Newsgroups: comp.lang.c
Path: utzoo!utgpu!news-server.csri.toronto.edu!torsqnt!lsuc!sq!msb
From: msb@sq.sq.com (Mark Brader)
Subject: Re: is this array access portable?
Message-ID: <1991Jun27.092604.5474@sq.sq.com>
Organization: SoftQuad Inc., Toronto, Canada
References: <1991Jun23.185351.5695@thunder.mcrcim.mcgill.edu>
Date: Thu, 27 Jun 91 09:26:04 GMT
Lines: 77

> 	sometype foo[40][50];
> 	sometype *fp;
> 	int i;
> 
> 	fp = &foo[0][0];
> 	for (i=2000;i>0;i--) *fp++ = something;
> 
> Is this portable?  (The significant question is whether the wraparound
> from the end of one row to the beginning of the next is guaranteed to
> work correctly.)

This is interesting.  The answer is that the *above* is valid ANSI C, but
the seemingly equivalent last line

	for (i=0;i<2000;++i) fp[i] = something;   i=0;

*isn't* valid.

The reason is this.  The standard does guarantee that array elements
are stored in contiguous fashion as you expect, and that two-dimensional
arrays work in row major order (because they are really arrays of arrays).
Consequently, &foo[0][50] and &foo[1][0] are equal.  And since fp is
equal to the pointer to which foo[0] decays, &fp[50] equals &foo[1][0].

You might expect that &fp[51] would therefore be equal to &foo[1][1].
It *isn't* -- any more than 3*xx/xx is equal to 3 when xx is zero.
Computing &fp[51] involves an out-of-bounds array reference and is
undefined behavior in ANSI C, whereas &foo[1][1] is valid.

Computing &fp[50] is also an out-of-bounds array reference, but you're
allowed to go *one* position past the upper bound in ANSI C if you don't
dereference the resulting pointer.  Assigning to fp[50] is an error.
The second version of the loop could fail on the iteration when i is 50.

If this is so, why is the first version valid?

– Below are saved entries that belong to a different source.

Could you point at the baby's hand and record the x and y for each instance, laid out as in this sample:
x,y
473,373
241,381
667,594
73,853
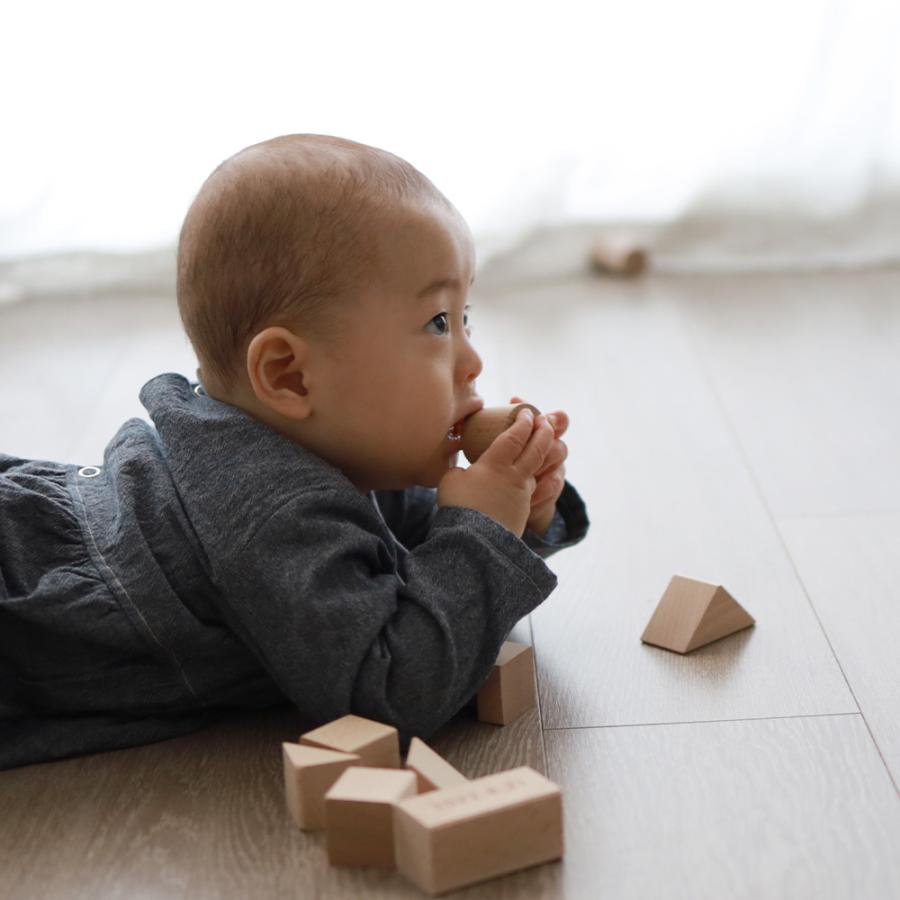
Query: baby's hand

Well, the difficulty in the second version is not the transition from
the first to the second row of the large array; it's in the addition
of 51 to fp.  If you increase the pointer value by steps of 1 at a time,
in due course you reach the magic value which is one past the end of the
first row -- AND is guaranteed to also be the beginning of the second row.

That is, in the first version of the loop, at some point you have the
value of &foo[0][49] in fp.  You indirect through that, which assigns to
foo[0][49].  Then you increment fp.  This increment takes it from &foo[0][49]
to &foo[0][50], which is valid since it doesn't go more than one place past
the end of the array foo[0].  Now ordinarily you couldn't indirect through
this pointer value.  But in this case you *can*, because it is known to
be equal to &foo[1][0], which you can indirect through all right.  And
then when you increment this, of course, you get &foo[1][1], and so on
to the end.

I checked by email with Doug Gwyn before posting this, and he confirmed
that there had been an interpretation ruling on this or a very similar
case.

Now I have answered the question theoretically in terms of ANSI C.
In terms of K&R C, both loops are illegal, as the "one past the end" rule
didn't exist in K&R.  And in practical terms, very few implementations
would reject either one, simply because very few do array bounds checking.

But bounds checking *is* the only issue here; the alignment of the array
elements is guaranteed.  If you wanted to write a loop like the second
one without problems from bounds checking, you could either use an array
in a union:

	union {
 		sometype f1 [40][50];
 		sometype f2 [40*50];
	} foo;

or you could malloc() the array.
-- 
Mark Brader, Toronto	    "If you feel [that Doug Gwyn] has a bad attitude,
utzoo!sq!msb, msb@sq.com     then use lint (or Chris Torek...)" -- Joe English

This article is in the public domain.